Prior to administering BOTOX, many clinicians perform a Minor's starch iodine test to document the extent and severity of hyperhidrosis in each axilla. This can then be used to mark the skin with a grid of evenly spaced injection sites (Figure 37.1). The approved dose of BOTOX is 50 U per axilla, injected intradermally in 0.1- to 0.2-mL aliquots per injection site using a 30-gauge needle. In the pivotal trials, 100 U were diluted with 4.0 mL of nonpreserved saline. Discomfort with the axillary injections is minimal, and the placing of ice packs on the axillae prior to treatment generally provides sufficient anesthesia. Vibration and topical anesthetic creams have also been successfully employed to reduce pain.
The largest study reported to date was a fifty-two-week, multicenter, double-blind, randomized, placebo-controlled study involving 322 patients with axillary hyperhidrosis (Lowe et al. 2007). The proportion of treatment responders – those achieving a 2-point reduction on the Hyperhidrosis Disease Severity Scale (HDSS) – was significantly greater four weeks after treatment with BOTOX 75 U or BOTOX 50 U than after treatment with placebo (75% and 75% versus 25%; p < 0.001). The median duration of effect of BOTOX treatment was approximately six and a half months.
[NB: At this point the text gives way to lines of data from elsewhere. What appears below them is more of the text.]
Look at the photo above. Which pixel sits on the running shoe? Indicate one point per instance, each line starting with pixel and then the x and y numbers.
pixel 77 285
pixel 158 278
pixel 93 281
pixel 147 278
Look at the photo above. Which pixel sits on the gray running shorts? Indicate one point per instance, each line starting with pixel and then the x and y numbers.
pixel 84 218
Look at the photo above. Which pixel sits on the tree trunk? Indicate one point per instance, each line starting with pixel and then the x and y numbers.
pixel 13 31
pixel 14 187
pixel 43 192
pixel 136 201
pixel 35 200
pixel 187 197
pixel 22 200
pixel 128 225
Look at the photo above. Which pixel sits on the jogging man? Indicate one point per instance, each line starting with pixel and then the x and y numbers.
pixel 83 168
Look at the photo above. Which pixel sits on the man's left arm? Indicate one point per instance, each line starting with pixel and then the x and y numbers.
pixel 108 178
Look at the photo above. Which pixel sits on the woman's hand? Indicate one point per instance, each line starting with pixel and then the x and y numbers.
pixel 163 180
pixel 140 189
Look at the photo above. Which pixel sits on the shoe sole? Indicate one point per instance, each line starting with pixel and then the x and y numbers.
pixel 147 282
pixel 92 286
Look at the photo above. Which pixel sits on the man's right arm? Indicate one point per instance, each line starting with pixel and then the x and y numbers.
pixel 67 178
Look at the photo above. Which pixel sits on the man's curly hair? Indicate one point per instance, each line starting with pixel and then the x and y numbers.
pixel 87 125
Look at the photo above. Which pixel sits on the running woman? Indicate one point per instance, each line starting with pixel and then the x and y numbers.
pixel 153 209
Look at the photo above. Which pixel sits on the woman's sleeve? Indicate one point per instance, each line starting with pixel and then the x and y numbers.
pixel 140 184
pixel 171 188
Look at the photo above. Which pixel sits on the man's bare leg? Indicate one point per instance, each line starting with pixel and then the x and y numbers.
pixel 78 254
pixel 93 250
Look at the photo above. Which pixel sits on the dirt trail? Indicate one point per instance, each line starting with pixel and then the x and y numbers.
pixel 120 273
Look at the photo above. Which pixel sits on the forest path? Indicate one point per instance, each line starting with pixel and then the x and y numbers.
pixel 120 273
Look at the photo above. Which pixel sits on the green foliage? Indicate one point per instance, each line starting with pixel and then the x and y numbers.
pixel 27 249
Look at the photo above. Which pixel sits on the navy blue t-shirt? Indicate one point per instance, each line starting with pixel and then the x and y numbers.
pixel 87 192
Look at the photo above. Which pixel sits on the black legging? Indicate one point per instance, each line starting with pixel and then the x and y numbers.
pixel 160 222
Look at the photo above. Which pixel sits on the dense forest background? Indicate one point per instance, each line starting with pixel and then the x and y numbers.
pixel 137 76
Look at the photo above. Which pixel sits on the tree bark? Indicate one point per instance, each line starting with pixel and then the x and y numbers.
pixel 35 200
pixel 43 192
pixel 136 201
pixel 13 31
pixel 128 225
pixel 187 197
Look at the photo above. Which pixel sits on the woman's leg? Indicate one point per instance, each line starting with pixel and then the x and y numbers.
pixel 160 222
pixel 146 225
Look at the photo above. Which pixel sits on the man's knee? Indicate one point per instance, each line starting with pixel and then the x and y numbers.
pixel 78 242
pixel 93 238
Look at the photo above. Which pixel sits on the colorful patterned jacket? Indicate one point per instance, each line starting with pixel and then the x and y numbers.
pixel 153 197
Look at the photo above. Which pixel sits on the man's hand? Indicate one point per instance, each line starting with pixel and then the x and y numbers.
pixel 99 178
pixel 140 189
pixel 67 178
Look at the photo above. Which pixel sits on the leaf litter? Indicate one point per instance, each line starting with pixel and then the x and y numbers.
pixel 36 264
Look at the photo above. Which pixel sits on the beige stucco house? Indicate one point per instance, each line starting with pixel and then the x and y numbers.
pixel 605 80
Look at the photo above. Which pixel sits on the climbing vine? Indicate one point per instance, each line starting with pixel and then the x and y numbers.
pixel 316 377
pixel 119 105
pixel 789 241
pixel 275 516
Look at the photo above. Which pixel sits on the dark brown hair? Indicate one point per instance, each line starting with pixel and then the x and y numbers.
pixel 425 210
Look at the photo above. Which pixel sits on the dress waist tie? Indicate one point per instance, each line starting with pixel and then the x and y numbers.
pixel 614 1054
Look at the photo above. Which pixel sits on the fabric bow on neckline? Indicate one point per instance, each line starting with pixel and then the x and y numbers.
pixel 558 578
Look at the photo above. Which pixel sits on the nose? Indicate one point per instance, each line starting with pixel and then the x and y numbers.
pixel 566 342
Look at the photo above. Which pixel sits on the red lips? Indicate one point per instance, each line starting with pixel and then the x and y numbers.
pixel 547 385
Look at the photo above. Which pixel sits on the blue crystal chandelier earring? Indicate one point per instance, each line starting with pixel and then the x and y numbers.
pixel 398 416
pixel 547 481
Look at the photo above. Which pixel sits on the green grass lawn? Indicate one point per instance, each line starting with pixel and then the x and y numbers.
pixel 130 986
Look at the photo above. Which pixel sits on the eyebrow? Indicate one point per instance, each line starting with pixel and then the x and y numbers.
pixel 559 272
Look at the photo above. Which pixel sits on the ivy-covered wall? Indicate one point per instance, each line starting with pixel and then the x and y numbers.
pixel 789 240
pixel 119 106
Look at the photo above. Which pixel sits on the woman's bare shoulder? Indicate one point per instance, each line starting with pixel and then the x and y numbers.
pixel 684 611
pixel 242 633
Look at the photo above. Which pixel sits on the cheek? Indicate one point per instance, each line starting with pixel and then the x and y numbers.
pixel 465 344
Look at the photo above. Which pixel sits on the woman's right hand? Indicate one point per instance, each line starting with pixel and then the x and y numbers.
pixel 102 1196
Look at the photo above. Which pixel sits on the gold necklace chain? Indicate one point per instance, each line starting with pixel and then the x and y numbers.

The most common cosmetic procedure in the United States currently is treatment with botulinum toxin A. It has been proven as a safe and effective treatment for improvement of glabellar lines. It is also commonly used to treat rhytids in the forehead, periocular, perinasal, periorbital, chin, and platysmal areas, among others. Given its extensive safety history and the use of the material in millions of patients for over twenty years, along with its high satisfaction profile and ease of use, knowledge of this treatment is of paramount importance for practicing aesthetic physicians.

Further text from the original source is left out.